The pathogenesis of H. pylori infection can be related to a multifaceted interaction of host, surroundings, and bacterial virulence variables [41]. The urea-transporter genes flaA, flaB, babA, alpA, alpB, ureE, and ureF in ATCC43504 bacteria were downregulated by CPC in the current study. The movement of H. pylori is crucial for its successful colonization of the gastric epithelium, and this is facilitated by the motility of H. pylori. [42,43]. H. pylori possesses lophotrichous flagella, which are composed of flagellin proteins flaA and flaB, and these proteins form the filament structure of the flagella. [44–46]. Deletion of the flaA and flaB genes in H. pylori has been reported to result in a lack of motility [47], and down-regulation of the flagellum-associated gene flaA by hesperetin may also contribute to the inhibition of colonization [46]. It can be implied that the inhibition of H. pylori colonization may involve the downregulation of flagella components by CPC. Hesperetin inhibited the expression of alpA, alpB, and babA genes, which are known as H. pylori adherence-related genes [48–50]. The adherence ability of H. pylori has been suggested as a mechanism for chronic gastritis and gastric cancer induced by H. pylori [51]. The results imply that reducing long-term infection and inflammatory response of H. pylori can be achieved by inhibiting H. pylori adhesion using CPC. Long-term H. pylori colonization in the extremely acidic intestinal environment is heavily reliant on urease [52]. And the consequences of H. pylori urease’s ammonia production are direct damage to gastric epithelial cells and the induction of an immune response [53]. To combat H. pylori infections, extensive research has been carried out on drugs that specifically target urease, such as propolis [54], Zanthoxylum nitidum [55], and Canarium album Raeusch. fruit extracts [24]. UreE and ureF gene expression inhibition by CPC can be observed in Fig 3, while urease activity inhibition can be observed in Fig 4. These findings show that inhibiting H. pylori ureE and ureF genes with CPC can lower urease production, which is consistent with the findings of the current research.
Conclusion
The current investigation demonstrated their significant impact on both antibiotic-sensitive and antibiotic-resistant H. pylori strains.

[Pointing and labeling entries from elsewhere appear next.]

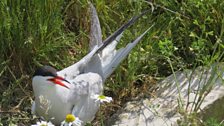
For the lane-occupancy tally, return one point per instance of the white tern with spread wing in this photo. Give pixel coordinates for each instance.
(58, 93)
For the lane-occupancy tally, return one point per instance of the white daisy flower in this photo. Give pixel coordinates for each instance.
(43, 123)
(71, 120)
(102, 98)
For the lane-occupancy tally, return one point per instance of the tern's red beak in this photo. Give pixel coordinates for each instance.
(59, 80)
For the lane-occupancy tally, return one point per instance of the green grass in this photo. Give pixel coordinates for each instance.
(33, 33)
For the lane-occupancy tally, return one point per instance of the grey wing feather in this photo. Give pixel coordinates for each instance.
(72, 71)
(95, 31)
(119, 55)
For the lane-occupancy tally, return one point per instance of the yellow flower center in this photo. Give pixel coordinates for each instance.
(69, 118)
(102, 97)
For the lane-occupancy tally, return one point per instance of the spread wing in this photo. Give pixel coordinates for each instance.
(103, 58)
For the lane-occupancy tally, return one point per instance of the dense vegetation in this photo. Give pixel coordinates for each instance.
(187, 33)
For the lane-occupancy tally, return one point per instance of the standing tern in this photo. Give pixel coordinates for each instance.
(58, 93)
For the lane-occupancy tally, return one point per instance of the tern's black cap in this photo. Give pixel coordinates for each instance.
(46, 71)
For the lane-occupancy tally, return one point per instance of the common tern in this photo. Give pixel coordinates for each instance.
(58, 93)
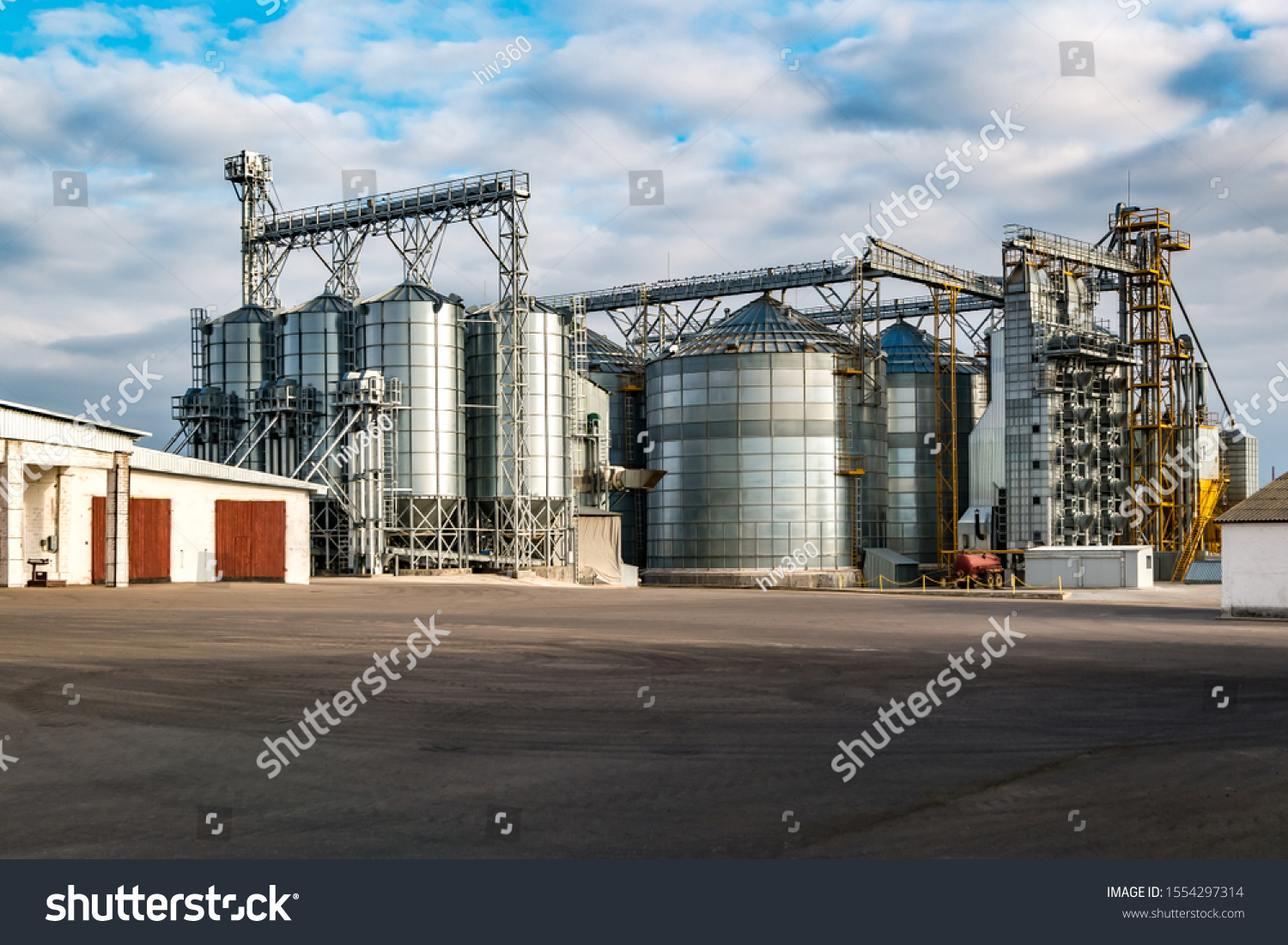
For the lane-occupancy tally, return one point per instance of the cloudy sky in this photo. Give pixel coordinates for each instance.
(777, 125)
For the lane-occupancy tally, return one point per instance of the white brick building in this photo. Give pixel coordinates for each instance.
(69, 489)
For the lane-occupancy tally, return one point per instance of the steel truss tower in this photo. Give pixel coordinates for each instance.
(412, 221)
(1163, 420)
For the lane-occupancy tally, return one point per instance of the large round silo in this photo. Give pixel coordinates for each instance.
(914, 527)
(618, 373)
(311, 349)
(546, 403)
(239, 357)
(415, 334)
(762, 422)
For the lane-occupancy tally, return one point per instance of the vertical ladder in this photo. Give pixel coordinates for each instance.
(849, 463)
(577, 440)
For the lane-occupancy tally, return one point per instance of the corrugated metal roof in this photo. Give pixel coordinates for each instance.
(157, 461)
(767, 326)
(1205, 572)
(607, 357)
(327, 301)
(912, 352)
(409, 291)
(246, 313)
(1269, 504)
(33, 424)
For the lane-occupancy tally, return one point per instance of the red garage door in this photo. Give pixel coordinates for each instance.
(149, 540)
(250, 540)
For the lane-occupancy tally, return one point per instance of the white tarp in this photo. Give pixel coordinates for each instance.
(599, 536)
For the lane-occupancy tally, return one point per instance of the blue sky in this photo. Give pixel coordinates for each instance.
(765, 164)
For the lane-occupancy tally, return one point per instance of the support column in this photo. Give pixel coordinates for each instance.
(12, 515)
(118, 522)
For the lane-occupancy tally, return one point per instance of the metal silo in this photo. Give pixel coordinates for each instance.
(416, 335)
(548, 406)
(314, 348)
(914, 525)
(239, 355)
(770, 427)
(618, 373)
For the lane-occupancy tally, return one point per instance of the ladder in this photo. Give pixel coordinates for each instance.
(1203, 515)
(849, 463)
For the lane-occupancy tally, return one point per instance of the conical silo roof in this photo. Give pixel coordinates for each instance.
(410, 291)
(767, 326)
(327, 301)
(909, 350)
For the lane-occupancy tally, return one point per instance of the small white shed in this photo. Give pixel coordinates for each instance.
(1254, 551)
(1090, 566)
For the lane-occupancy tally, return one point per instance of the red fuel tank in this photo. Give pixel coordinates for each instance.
(975, 564)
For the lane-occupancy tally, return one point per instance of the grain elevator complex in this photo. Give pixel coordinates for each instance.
(711, 442)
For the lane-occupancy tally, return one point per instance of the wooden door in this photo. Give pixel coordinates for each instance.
(149, 538)
(250, 540)
(98, 540)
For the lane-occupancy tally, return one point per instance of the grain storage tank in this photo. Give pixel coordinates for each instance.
(416, 335)
(548, 407)
(618, 373)
(914, 530)
(762, 422)
(313, 345)
(237, 350)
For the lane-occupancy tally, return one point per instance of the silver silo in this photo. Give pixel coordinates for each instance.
(618, 373)
(548, 407)
(416, 335)
(313, 345)
(762, 422)
(239, 355)
(911, 378)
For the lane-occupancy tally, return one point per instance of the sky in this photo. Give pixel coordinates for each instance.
(777, 126)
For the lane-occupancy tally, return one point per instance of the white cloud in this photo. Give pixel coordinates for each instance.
(773, 164)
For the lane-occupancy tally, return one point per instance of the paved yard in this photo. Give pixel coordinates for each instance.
(533, 705)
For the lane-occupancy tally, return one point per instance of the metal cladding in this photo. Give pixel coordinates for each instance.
(414, 334)
(1068, 451)
(914, 530)
(311, 345)
(618, 373)
(546, 407)
(749, 419)
(313, 349)
(239, 357)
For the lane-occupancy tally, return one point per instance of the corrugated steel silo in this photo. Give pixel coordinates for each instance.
(757, 421)
(620, 373)
(314, 348)
(416, 335)
(548, 409)
(914, 458)
(239, 355)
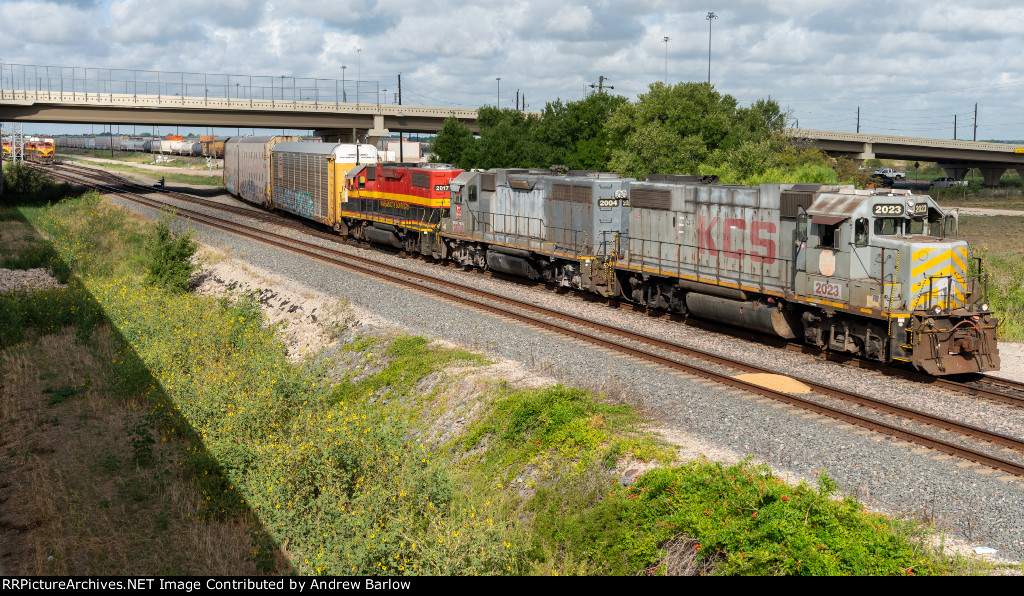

CPC was also a bactericide for each of the strains evaluated. Furthermore, CPC’s mechanisms of action against H. pylori have been identified as bacterial structural destruction, down-regulation of virulence gene expression, and reduced urease activity. This research could serve as a reference for upcoming anti-H. pylori studies or clinical CPC applications.
Acknowledgments
We thank for Chang Peng, Bingmei Su, Yuqian Lai, Meiyun Chen and Liping Zhang for the help of the data extraction and data analysis.